Par ailleurs, la prime « batterie européenne » progresse elle aussi. Elle passe à une fourchette de 1 200 à 2 000 € selon les constructeurs. Un acheteur modeste peut ainsi cumuler jusqu’à 7 700 € d’aides. Cela concerne les véhicules assemblés en Europe avec une batterie produite sur le continent. Le ministre de l’Économie Roland Lescure l’a rappelé sur France Inter : « Le véhicule électrique le plus vendu en France, c’est une Renault 5 faite à Douai. » Ces montants restent toutefois indexés sur les cours du marché des CEE. Ils peuvent donc évoluer dans les prochains mois.
Pour être éligible au bonus écologique, le véhicule doit afficher un prix inférieur à 47 000 € TTC et un poids sous 2 400 kg. L’ADEME doit également avoir validé son éco-score.

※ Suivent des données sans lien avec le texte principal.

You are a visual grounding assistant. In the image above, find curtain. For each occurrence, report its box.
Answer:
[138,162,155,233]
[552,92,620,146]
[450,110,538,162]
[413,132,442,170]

Le leasing social en sursis
Le dispositif de leasing social avait connu un franc succès début 2024. Sa relance le 30 septembre 2025 s’est toutefois révélée moins attractive. L’aide plafonnée à 7 000 € au lieu de 13 000 € n’a pas suscité le même engouement. Mi-décembre, le quota de 50 000 véhicules n’était toujours pas atteint. Une troisième édition semble donc compromise, d’autant que le bonus classique sera plus généreux en 2026.
Le malus CO₂ franchit un nouveau cap
En face, la facture s’alourdit pour les motorisations thermiques. Le seuil de déclenchement du malus écologique passe de 113 à 108 g/km de CO₂. Autrement dit, éviter cette taxe sans hybridation devient quasiment impossible. Un véhicule émettant 140 g/km écopera de 2 205 €, contre 1 504 € l’an dernier. Le plafond atteint désormais 80 000 € à partir de 192 g/km, soit 10 000 € de plus qu’en 2025.
Selon le cabinet Dataneo, cette taxe touchera 72 % des véhicules neufs. Même la nouvelle Renault Clio 6 n’échappe pas à la règle. Sa version essence d’entrée de gamme émet 114 g/km, soit 190 €. Les modèles sportifs, déjà rares sur le marché, subiront tous le plafond maximal.
Le malus au poids se durcit
Le malus au poids suit la même trajectoire. Le seuil descend de 1 600 à 1 500 kg, avec un barème progressif de 10 à 30 €/kg selon les tranches. De plus, les voitures électriques, jusqu’ici exonérées, perdront partiellement cet avantage au 1ᵉʳ juillet 2026. Seuls les modèles validés par l’éco-score resteront exemptés. Les autres bénéficieront d’un abattement de 600 kg.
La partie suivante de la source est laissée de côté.